Church of St Peter, St Paul and St John, Llantrisant


The Church of St Peter, St Paul and St John, is the parish church of Llantrisant, Monmouthshire, Wales. Described by the architectural historian, John Newman as "a handsome church"
in the Decorated style, it is a Grade I listed building as of 18 November 1980.

History and architecture

The church is fourteenth century in origin but nothing remains of this period beyond a single lancet window in the nave.

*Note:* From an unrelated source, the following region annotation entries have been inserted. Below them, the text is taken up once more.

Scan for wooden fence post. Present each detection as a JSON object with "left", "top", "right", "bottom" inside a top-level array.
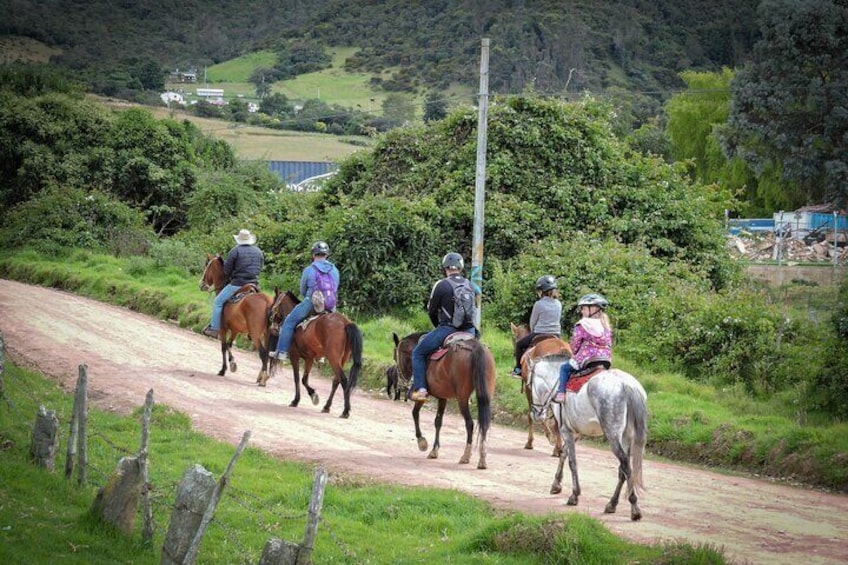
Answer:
[
  {"left": 183, "top": 430, "right": 250, "bottom": 565},
  {"left": 159, "top": 465, "right": 215, "bottom": 565},
  {"left": 74, "top": 364, "right": 88, "bottom": 486},
  {"left": 138, "top": 388, "right": 153, "bottom": 545},
  {"left": 0, "top": 332, "right": 6, "bottom": 398},
  {"left": 29, "top": 405, "right": 59, "bottom": 472},
  {"left": 297, "top": 467, "right": 327, "bottom": 565}
]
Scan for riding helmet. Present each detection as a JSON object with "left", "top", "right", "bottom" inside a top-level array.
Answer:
[
  {"left": 577, "top": 292, "right": 609, "bottom": 310},
  {"left": 442, "top": 253, "right": 465, "bottom": 271},
  {"left": 312, "top": 241, "right": 330, "bottom": 255},
  {"left": 536, "top": 275, "right": 557, "bottom": 292}
]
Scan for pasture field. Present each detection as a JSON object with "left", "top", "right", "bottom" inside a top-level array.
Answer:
[
  {"left": 100, "top": 99, "right": 374, "bottom": 161},
  {"left": 0, "top": 250, "right": 848, "bottom": 492},
  {"left": 0, "top": 354, "right": 725, "bottom": 565}
]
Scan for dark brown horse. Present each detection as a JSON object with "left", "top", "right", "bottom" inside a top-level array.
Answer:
[
  {"left": 200, "top": 253, "right": 273, "bottom": 386},
  {"left": 271, "top": 288, "right": 362, "bottom": 418},
  {"left": 510, "top": 324, "right": 571, "bottom": 457},
  {"left": 392, "top": 332, "right": 495, "bottom": 469}
]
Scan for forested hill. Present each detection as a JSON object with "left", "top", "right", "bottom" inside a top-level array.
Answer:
[{"left": 0, "top": 0, "right": 757, "bottom": 100}]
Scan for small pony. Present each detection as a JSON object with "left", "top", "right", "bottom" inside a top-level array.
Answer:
[
  {"left": 200, "top": 253, "right": 273, "bottom": 386},
  {"left": 271, "top": 288, "right": 362, "bottom": 418},
  {"left": 535, "top": 357, "right": 648, "bottom": 521},
  {"left": 509, "top": 323, "right": 572, "bottom": 457},
  {"left": 392, "top": 332, "right": 495, "bottom": 469}
]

The remainder is of the fifteenth and sixteenth centuries", and of the restoration by E A Landsdowne in 1880-1.
Visiting the church in the 1950s, local historian Fred Hando noted fixed stones, on both the outside of the tower and inside on the wall of the nave, with the inscription 1593 E.R. XXXV. Hando also suggests that, despite the conventional dedication of the church to Peter, Paul and John, a more probable original dedication would have been to ".. the saints known in the Welsh triads as the Blessed visitors of Britain – David, Padarn and Teilo."
There are two bells dated 1662 and 1829. The inner doorway of the porch has a stone which bears a consecration cross. The octagonal font bears the inscription Iohn Iones which is dated 1673.
Behind the pulpit is a marble monument, which comprises a broken Ionic column and an inscription to John Gardner Kemeys Esquire. The inscription is concluded with two Kemeys pheons and the family motto in Welsh: Duw dy Ras.
On the south wall is a large piscina with a trefoil canopy. The Jacobean communion table is made of oak. There is a decorated window in the north wall. Above the chancel arch are rood-beam and corbels, but there is no trace of the rood-screen.
Externally there is a projection from the nave which would have been the stairway to the rood loft, which may have been blocked up at the time that the Kemeys monument was installed. In the churchyard there is a modern churchyard cross, standing on the original chamfered base with five steps. Above the porch entrance is a sundial dated 1718.